Acting and Directing Career
The first play presented by TNM, on 9 October 1951, was Molière’s classic L’avare (The Miser). The production was directed by Jean Gascon, who also played Harpagon, the miser of the title. TNM quickly made a name for itself as one of the foremost French-Canadian theatre companies.
TNM founded its own theatre school in 1952; it was superseded in 1960 by the National Theatre School of Canada, which Gascon headed from 1960 to 1963. Until 1966, he also continued to serve as TNM’s artistic director and to appear in major roles in such plays as Don Juan and Richard II. At the same time, he directed acclaimed productions of Molière’s Tartuffe and the French Canadian musical Klondyke, as well as French-language versions of the English Restoration tragedy Venice Preserv'd and Bertholt Brecht’s “play with music” The Threepenny Opera. Under Gascon’s leadership, TNM participated in many festivals and, in 1958, toured Europe, the United States and Canada.

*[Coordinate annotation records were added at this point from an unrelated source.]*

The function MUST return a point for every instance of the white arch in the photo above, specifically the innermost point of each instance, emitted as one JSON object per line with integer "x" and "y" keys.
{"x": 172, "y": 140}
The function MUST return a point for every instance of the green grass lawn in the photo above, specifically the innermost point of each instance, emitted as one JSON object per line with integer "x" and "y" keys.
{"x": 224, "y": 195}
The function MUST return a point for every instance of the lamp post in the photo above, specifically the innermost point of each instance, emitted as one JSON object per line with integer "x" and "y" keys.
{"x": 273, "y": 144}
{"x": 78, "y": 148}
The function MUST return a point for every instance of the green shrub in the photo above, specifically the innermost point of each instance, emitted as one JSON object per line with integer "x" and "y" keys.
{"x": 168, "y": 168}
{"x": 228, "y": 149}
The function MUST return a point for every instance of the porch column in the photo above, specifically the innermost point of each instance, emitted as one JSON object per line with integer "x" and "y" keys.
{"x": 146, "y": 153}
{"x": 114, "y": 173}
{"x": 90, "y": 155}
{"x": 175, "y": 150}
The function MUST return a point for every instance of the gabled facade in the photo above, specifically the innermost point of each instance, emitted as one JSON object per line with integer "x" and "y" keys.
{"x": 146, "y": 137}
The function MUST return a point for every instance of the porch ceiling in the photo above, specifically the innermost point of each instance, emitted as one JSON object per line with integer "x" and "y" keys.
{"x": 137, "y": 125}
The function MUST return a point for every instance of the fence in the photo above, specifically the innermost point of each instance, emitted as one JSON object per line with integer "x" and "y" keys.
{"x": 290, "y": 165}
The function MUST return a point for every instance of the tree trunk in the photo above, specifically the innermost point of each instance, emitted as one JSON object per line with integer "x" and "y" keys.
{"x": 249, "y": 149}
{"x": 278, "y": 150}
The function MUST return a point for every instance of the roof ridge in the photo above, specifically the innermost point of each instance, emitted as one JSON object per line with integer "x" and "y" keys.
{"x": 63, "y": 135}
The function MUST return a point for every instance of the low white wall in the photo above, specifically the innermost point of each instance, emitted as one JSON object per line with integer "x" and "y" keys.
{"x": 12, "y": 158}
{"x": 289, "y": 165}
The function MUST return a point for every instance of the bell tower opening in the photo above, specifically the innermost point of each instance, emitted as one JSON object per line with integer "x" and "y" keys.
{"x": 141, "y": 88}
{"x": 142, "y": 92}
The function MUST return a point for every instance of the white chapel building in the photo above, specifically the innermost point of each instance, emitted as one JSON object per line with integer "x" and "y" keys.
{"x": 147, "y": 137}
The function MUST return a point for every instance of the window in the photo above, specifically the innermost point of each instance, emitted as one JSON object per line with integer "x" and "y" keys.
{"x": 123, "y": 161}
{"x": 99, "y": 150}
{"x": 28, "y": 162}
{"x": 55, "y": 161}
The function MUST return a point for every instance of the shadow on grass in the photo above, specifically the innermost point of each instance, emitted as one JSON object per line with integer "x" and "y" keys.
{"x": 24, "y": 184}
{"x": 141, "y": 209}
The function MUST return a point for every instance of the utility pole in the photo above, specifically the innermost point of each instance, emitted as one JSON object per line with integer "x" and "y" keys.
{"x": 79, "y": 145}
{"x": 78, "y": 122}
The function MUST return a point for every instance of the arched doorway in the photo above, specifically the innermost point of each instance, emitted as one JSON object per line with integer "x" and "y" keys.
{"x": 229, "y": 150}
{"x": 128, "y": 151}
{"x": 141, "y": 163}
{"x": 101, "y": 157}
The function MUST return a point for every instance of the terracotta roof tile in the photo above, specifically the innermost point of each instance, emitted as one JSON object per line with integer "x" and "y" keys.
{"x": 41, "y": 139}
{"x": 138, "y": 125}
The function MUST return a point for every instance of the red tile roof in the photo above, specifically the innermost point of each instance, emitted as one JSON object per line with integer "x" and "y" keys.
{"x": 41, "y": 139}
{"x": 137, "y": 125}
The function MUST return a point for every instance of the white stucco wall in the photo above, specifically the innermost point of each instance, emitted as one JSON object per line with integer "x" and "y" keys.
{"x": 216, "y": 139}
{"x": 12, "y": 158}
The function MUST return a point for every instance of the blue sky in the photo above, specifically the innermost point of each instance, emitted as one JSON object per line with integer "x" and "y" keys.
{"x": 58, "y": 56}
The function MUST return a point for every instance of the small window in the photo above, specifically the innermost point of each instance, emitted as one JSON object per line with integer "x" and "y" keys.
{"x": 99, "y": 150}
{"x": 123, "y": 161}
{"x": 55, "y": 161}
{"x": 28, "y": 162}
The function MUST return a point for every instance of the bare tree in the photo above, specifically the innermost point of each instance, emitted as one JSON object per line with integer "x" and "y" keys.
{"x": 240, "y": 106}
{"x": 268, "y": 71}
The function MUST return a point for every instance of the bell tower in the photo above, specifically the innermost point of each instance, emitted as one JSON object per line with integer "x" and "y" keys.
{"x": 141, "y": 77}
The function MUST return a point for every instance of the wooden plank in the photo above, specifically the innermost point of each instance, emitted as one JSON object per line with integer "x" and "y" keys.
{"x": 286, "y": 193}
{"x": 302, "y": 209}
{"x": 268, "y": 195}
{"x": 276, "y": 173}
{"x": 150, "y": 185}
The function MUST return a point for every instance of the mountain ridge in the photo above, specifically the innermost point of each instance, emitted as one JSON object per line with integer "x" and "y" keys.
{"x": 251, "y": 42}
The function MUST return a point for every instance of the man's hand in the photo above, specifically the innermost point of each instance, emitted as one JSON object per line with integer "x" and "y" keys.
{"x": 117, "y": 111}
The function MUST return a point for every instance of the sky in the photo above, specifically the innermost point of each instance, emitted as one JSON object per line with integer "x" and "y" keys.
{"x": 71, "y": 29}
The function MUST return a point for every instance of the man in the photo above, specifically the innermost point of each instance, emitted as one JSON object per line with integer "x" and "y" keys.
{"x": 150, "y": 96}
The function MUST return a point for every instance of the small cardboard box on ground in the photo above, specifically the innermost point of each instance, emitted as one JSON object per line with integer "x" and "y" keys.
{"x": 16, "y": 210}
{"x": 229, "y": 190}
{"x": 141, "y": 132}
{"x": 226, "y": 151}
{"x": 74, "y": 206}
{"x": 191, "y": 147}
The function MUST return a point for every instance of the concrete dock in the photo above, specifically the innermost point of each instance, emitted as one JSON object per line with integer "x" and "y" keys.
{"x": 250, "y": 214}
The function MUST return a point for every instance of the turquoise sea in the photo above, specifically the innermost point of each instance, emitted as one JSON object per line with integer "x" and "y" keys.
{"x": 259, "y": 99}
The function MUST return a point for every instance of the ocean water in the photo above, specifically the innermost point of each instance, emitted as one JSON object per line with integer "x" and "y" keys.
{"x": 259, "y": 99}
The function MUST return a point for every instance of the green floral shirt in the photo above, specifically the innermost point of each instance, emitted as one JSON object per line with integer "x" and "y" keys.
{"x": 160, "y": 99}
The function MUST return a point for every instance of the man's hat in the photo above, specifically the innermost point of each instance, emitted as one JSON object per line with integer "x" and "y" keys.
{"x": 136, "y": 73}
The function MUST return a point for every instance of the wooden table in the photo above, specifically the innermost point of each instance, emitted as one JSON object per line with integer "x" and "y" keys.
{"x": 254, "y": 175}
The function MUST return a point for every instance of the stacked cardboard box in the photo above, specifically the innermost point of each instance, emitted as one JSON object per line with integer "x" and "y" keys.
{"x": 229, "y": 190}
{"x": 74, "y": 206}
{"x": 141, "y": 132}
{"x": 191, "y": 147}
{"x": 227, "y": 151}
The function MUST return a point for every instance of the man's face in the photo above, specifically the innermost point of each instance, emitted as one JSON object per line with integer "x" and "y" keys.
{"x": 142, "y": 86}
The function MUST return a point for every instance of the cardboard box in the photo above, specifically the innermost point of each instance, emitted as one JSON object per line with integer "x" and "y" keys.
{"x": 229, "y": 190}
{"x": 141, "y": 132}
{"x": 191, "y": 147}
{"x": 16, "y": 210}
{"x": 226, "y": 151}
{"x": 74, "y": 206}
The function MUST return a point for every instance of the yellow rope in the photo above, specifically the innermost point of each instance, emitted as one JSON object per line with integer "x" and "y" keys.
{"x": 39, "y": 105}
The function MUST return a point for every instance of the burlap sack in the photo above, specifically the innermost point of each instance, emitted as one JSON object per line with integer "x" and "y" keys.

In the 1950s and 1960s, Gascon also directed productions of several operas for the Radio-Canada musical television shows L’Heure du concert and Concerts pour la jeunesse. These works included Oedipus Rex, Une mesure de silence, Le Jeu de Daniel, La Vie parisienne and Gianni Schicchi.
After having appeared in the play Henry V at Ontario’s Stratford Festival in 1956, Gascon returned there to direct Othello (1959), The Comedy of Errors (1963), The Marriage of Figaro (1964-1965), The Rise and Fall of the City of Mahagonny (1965), Don Giovanni (1966) and Così fan tutte (1967). In 1968, he succeeded Michael Langham as the festival’s artistic director, a position that he held until 1974. In 1977, he left Stratford for Ottawa, where he served as artistic director of the French theatre at the National Arts Centre until 1983. He subsequently directed the operas The Barber of Seville and Tosca for the Opéra de Montréal, in 1986 and 1987, respectively. In 1988, he returned to Stratford to direct the musical My Fair Lady and died there suddenly of a heart attack at the age of 67.
Honours and Awards
Jean Gascon received the very first Prix Victor-Morin from the Société Saint-Jean-Baptiste of Montréal in 1962, as well as the Molson Prize from the Canada Council for the Arts and the Social Sciences and Humanities Research Council of Canada in 1965. A member of the advisory committee for the performing arts for Expo 67, he was named an Officer of the Order of Canada in 1967, then promoted to Companion in 1975. In 1985, the Québec government awarded him the Denise Pelletier prize for theatrical arts (see Prix du Québec). Lastly, in 1989, Place des Arts in Montréal honoured him posthumously by giving his name to the main foyer of the Théâtre Maisonneuve.
Every year, the National Theatre School of Canada now presents the Gascon-Thomas Award to two young artists (one francophone and one anglophone) who have made exceptional contributions to the growth of Canadian theatre. The award is named after Jean Gascon and British actor Powys Thomas, two of the school’s founders.